Signed-off-by: Steven Rostedt <rostedt@goodmis.org>
diff --git a/kernel/panic.c b/kernel/panic.c
index 6f6e03e..bd481d7 100644
--- a/kernel/panic.c
+++ b/kernel/panic.c
@@ -78,6 +78,7 @@ NORET_TYPE void panic(const char * fmt, ...)
vsnprintf(buf, sizeof(buf), fmt, args);
va_end(args);
printk(KERN_EMERG "Kernel panic - not syncing: %s\n",buf);
+ dump_stack();
bust_spinlocks(0);
/*
^ permalink raw reply related [flat|nested] 14+ messages in thread
* Re: [PATCH] dump_stack on panic
2007-10-31 0:02 [PATCH] dump_stack on panic Steven Rostedt
@ 2007-10-31 0:14 ` Andi Kleen
2007-10-31 0:30 ` Steven Rostedt
2007-10-31 8:15 ` Christoph Hellwig
2007-10-31 14:19 ` Arjan van de Ven
1 sibling, 2 replies; 14+ messages in thread
From: Andi Kleen @ 2007-10-31 0:14 UTC (permalink / raw)
To: Steven Rostedt
Cc: LKML, Linus Torvalds, Andrew Morton, Ingo Molnar,
Christoph Hellwig, Daniel Walker
Steven Rostedt <rostedt@goodmis.org> writes:
> Is there any reason why we don't do a dump_stack on panic?

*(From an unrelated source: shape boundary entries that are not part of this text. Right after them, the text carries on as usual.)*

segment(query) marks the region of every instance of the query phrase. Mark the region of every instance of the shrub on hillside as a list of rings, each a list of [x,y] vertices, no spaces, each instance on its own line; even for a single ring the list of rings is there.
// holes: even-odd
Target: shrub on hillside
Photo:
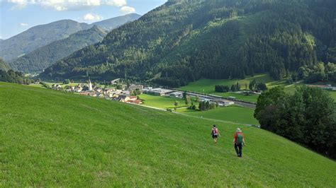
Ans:
[[[335,109],[320,88],[303,86],[291,95],[276,87],[259,96],[254,117],[261,128],[336,158]]]

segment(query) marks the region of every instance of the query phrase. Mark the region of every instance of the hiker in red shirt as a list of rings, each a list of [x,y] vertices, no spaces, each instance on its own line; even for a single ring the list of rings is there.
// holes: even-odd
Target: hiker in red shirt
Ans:
[[[242,133],[242,130],[240,128],[237,128],[236,133],[235,134],[233,139],[233,145],[235,146],[235,152],[237,156],[242,157],[242,144],[245,146],[245,141],[244,140],[244,134]]]
[[[217,138],[219,136],[219,131],[218,129],[215,127],[215,124],[213,125],[213,127],[211,129],[211,136],[213,136],[213,139],[215,143],[217,143]]]

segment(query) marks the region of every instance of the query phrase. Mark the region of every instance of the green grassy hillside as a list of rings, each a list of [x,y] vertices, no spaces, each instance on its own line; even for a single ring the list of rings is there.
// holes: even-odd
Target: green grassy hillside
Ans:
[[[233,84],[235,84],[237,82],[240,83],[242,90],[246,88],[245,84],[248,86],[250,82],[253,80],[256,80],[257,82],[266,83],[268,87],[272,87],[274,86],[283,85],[279,83],[281,81],[275,81],[269,74],[257,74],[254,76],[249,76],[245,79],[200,79],[197,81],[191,82],[187,86],[179,88],[179,90],[189,90],[198,93],[203,93],[207,94],[213,94],[222,97],[235,97],[237,99],[242,100],[247,102],[256,102],[258,100],[258,95],[245,95],[243,94],[228,92],[228,93],[218,93],[215,91],[215,85],[224,85],[231,86]]]
[[[0,187],[336,185],[335,161],[254,127],[238,158],[237,125],[4,83],[0,104]]]

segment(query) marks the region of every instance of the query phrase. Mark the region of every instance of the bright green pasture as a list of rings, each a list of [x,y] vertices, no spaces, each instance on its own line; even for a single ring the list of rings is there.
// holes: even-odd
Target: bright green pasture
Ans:
[[[143,105],[149,107],[161,109],[174,108],[175,107],[174,105],[175,101],[179,102],[179,106],[178,107],[188,106],[185,105],[185,100],[181,98],[169,98],[165,96],[155,96],[147,94],[140,95],[139,97],[143,100]]]
[[[240,83],[241,89],[245,90],[246,88],[246,86],[250,84],[250,82],[256,80],[257,82],[262,82],[262,83],[272,83],[273,86],[276,84],[280,84],[279,82],[274,81],[271,76],[268,74],[257,74],[253,77],[247,77],[245,79],[223,79],[223,80],[213,80],[213,79],[200,79],[195,82],[189,83],[187,86],[183,86],[179,88],[179,90],[189,90],[191,92],[197,92],[201,93],[206,93],[206,94],[212,94],[216,95],[218,96],[222,97],[235,97],[237,99],[247,101],[247,102],[257,102],[259,95],[245,95],[242,93],[218,93],[215,92],[215,85],[225,85],[225,86],[231,86],[233,84],[235,84],[237,82]]]
[[[241,107],[218,107],[203,112],[181,109],[177,112],[198,117],[220,119],[237,124],[259,124],[258,121],[253,117],[254,110]]]
[[[0,105],[3,187],[336,184],[335,161],[255,127],[3,83]]]

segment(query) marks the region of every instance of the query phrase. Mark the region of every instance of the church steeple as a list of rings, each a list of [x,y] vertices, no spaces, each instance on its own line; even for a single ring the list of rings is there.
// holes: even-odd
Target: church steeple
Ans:
[[[90,77],[89,77],[89,90],[93,90],[92,83],[91,83]]]

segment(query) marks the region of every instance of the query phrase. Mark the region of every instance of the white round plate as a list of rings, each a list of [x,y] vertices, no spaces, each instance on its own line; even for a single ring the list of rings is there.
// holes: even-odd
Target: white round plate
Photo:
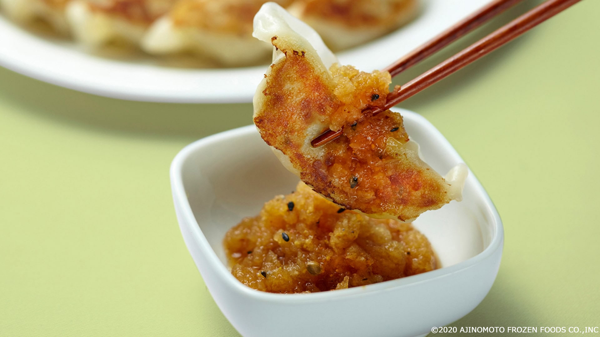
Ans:
[[[427,0],[410,23],[340,53],[340,61],[364,71],[382,68],[490,1]],[[183,68],[160,65],[151,58],[142,62],[103,58],[73,42],[32,34],[1,16],[0,46],[0,65],[8,69],[65,88],[136,101],[251,102],[266,68]]]

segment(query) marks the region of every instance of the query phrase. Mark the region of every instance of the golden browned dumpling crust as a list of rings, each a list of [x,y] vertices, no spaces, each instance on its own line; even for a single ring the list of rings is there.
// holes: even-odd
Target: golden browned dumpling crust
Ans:
[[[412,13],[416,0],[298,0],[303,14],[319,17],[351,28],[378,26],[392,28],[404,13]]]
[[[427,239],[410,224],[340,210],[301,182],[229,230],[224,244],[233,276],[273,293],[365,285],[437,267]]]
[[[264,0],[179,0],[170,16],[175,26],[250,36],[252,20]],[[274,1],[287,6],[292,0]]]
[[[337,204],[376,217],[410,221],[449,202],[450,185],[419,158],[402,116],[361,113],[385,104],[389,75],[336,65],[330,72],[299,41],[273,37],[285,56],[271,66],[254,101],[261,136],[292,170]],[[340,127],[342,136],[311,147],[327,128]]]
[[[175,0],[112,0],[89,1],[90,9],[120,16],[132,23],[149,25],[167,13]]]

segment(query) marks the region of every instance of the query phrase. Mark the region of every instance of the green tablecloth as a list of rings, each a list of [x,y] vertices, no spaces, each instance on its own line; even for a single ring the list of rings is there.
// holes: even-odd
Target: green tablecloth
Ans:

One (mostly psychological, but still serious) problem is that stack
dumps make panics always look like kernel bugs. But there are panics
which are definitely not kernel bugs: like the popular cannot mount
root or machine checks or a couple of others.
We do not want users to send all these panics to linux-kernel
and they would if they look too much like kernel bugs.
I think it's in principle a good idea, but only if you
distingush the cases which are not kernel bugs.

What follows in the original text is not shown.